The only blizzard I want to see.

I promise to never again tell anyone that their love for winter and snow disgusts me. But only under one condition, STOP TELLING ME TO STOP COMPLAINING.

I hate the cold, I hate the snow and complaining about it is my god given right. As far back as I can remember, we’ve never had this much snow. Every week there’s another storm. According to my local paper, we currently rank sixth in our area for snowiest winters. This record goes back to the 1800’s, which means most of the people who have experienced winters like this are DEAD and perhaps from all the snow.

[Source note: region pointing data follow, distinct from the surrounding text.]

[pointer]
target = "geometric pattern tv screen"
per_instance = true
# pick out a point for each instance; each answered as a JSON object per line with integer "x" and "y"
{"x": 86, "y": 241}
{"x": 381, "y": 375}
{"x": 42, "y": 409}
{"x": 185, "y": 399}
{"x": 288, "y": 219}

There’s nothing fun about shoveling, cleaning off your car or having salt stained boots. There might be something fun about snowboarding, ice skating or some other winter sport, I’ll give you that. But for me? I only participate and enjoy two winter sports – Christmas shopping and couch surfing. Christmas is over before even the middle of winter hits us and not soon after that you’ll exhaust your Netflix queue. So then what? There’s still two months left to winter. I don’t know about you, but there’s only so many times I can watch Harry and the Hendersons.

And stop telling me if I don’t like snow or cold, I need to leave New York. I like living in New York eight months out of the year, I really do. Even during the miserable months my job, family and friends are still here. I would spent my whole life moving around the world if I left a place every time I discovered something I didn’t like. “Well, Florida was nice.. then we got a hurricane. And I really liked Seattle, but it rained a lot. California was nice too, but I’m not a fan of earthquakes or botox. And well, North Korea…” See what I mean? There’s always going to be something.

So if I’m annoyed and want to complain about our weekly foot of snow? Let me! It makes me feel better to curse the f%$@! out a snow storm. I promise come summer, I won’t complain about how hot it is or how the sun is still out on my drive home from work. And if you want to complain about the heat or how short your commute to work was, I’ll let you. Promise.